He estado coleccionado, a lo largo de mi vida, varias cosas a las que les pongo mucho interés y después abandono como si nunca hubieran estado relacionadas en algo conmigo. Recuerdo que a cierta edad coleccionaba fichas de refrescos que después alineaba como si fueran pelotones o soldados a punto de entrar en el combate. Lo que más me agradaba de esa colección era la búsqueda de las fichas. Me iba de tienda en tienda, merodeaba afuera de las cantinas cercanas a la casa porque siempre había corcholatas, o taparoscas, como le quieran llamar, o tapón corona, si quieren usar el nombre más correcto. A veces las dejaba flotar como embarcaciones a la deriva dentro de una tinaja de acero llena de agua. Yo era muy feliz con esas corcholatas que a veces raspaba contra el suelo para quitarle la pintura y tener algunas de color natural, como les decía. No sé qué hice con aquellas corcholatas, dónde las abandoné, pero un día dejaron de interesarme.
Lo siguiente que coleccioné fueron estampas de futbolistas; pero tampoco fui muy dedicado a ello porque en casa, mi espacio, el espacio propio, era uno demasiado compartido; así que no existía un sitio en el cuál pudiera dejar mis cosas, cosas sólo de mi pertenencia, para mi gusto personal. Intenté coleccionar plumas bellas -hoy que una ha perdido su tinta lo recuerdo-. Y cuando me volví lector empecé a coleccionar libros; pero tengo algo con ellos; primero es un deseo inexplicable de llevármelos a casa, de imaginar la lectura de los mismos, de esperar sorprenderme por ellos; y cuando eso ocurre o no ocurre, los abandono. No soy de relecturas. Con mucha facilidad he vendido demasiados.
Mi siguiente colección fue de máscaras. Debo de tener más de 30, pero están todas guardadas porque en casa, mi casa de adulto, de hombre de familia, de casado, pues, no tiene un sitio para ellas. Así que las tengo, pero ignoro todo de ellas. Al igual que con las corcholatas, con qué emoción las compraba en distintos pueblos de Michoacán, Oaxaca, Chiapas o Veracruz. La más extraña de ellas viene de África. La veo mientras escribo. Está en uno de los anaqueles del librero. Tenía una tez blanca que una señora que nos ayudaba con la limpieza terminó limpiando al creer que era un polvo. Aquí la veo con su frente color madera bruñida, con su frente morena natural.
Y pienso esto porque he ido reuniéndome de objetos que alguien tirará a la basura cuando muera: unos danzantes nicaraguenses que traje de mi viaje a ese país centroamericano; unos pequeños muñecos de papel con forma de mamíferes pequeños que semejan una banda regional, muñecos de FUNKO que algún día espero vender; y algunos juegos en mi celular, pero esos mueren pronto: se los lleva siempre el nuevo modelo sin importar cuánto he gastado en ellos.
Finalmente, creo que lo que más colecciono son lecturas, historias, hechos que puedo configurar a mi gusto, voces de narradores que se intercalan con mi voz propia. Escenas que después puedo recuperar una tarde cualquiera, porque para eso sirve leer; para llenarte de imágenes que no sabes en qué momento asediarás para convertir en otra cosa.
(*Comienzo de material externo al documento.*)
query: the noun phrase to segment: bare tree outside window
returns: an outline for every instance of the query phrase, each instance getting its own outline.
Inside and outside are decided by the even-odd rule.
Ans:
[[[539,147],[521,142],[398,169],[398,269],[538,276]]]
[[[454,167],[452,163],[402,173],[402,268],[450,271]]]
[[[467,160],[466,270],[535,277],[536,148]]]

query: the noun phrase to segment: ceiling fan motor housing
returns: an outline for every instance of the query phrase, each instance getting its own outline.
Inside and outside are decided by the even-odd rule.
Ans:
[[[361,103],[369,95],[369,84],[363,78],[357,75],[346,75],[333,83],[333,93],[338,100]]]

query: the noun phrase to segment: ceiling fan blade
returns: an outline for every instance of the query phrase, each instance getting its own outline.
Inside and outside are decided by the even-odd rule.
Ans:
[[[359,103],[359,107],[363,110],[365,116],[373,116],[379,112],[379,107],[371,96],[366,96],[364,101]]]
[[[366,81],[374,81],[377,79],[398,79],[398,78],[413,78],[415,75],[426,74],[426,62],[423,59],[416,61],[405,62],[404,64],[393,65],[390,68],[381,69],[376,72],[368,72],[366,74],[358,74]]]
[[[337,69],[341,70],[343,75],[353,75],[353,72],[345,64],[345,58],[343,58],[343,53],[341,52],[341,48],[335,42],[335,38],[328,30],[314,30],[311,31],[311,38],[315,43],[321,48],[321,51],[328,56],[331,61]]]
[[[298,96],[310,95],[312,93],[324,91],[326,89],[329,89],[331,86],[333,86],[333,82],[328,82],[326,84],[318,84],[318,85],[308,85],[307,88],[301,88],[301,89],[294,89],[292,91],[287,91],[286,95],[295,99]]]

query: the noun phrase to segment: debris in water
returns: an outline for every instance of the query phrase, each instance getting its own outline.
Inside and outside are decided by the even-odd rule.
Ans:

Dicen que leer puebla el mundo; pero yo lo entiendo así, de las muchas maneras que se puede entender la frase: al leer te llenas de espacios y paisajes, de voces y de sentencias que, al encontrar un eco en la realidad, se magnifican. Puedo ir por la carretera a Monclova y recordar algunos párrafos de Cormac MaCarty; y algunos poemas de Boone que hablan de ese espacio, y ciertas películas y otros viajes que he hecho por ese mismo camino; en particular uno: estoy muy joven y voy mi tío Lalo a Monclova, donde él vive. Su hija Ana está muy pequeña, casi recién nacida: la camioneta que conduce mi tío es muy cómoda, sus asientos quiero decir; pero además el motor ronronea con suavidad. Y yo veo las montañas de esa zona por primera vez y me sorprende: hace frío, me siento en una aventura. Mi tío habla de futbol, porque le gusta. Nos detenemos a comer en un restaurante y todo es, hasta cierto punto, perfecto: la vida no tiene prisa, no tenemos que llegar pronto a Monclova. La camioneta es nueva. Las montañas viejas pero al verlas por primera vez es como si recién hubieran tumbado esas rocas al lado del camino para vestirlo.
Colecciono pasajes, juegos, libros porque es imposible no tener una red de conexiones a mí mismo.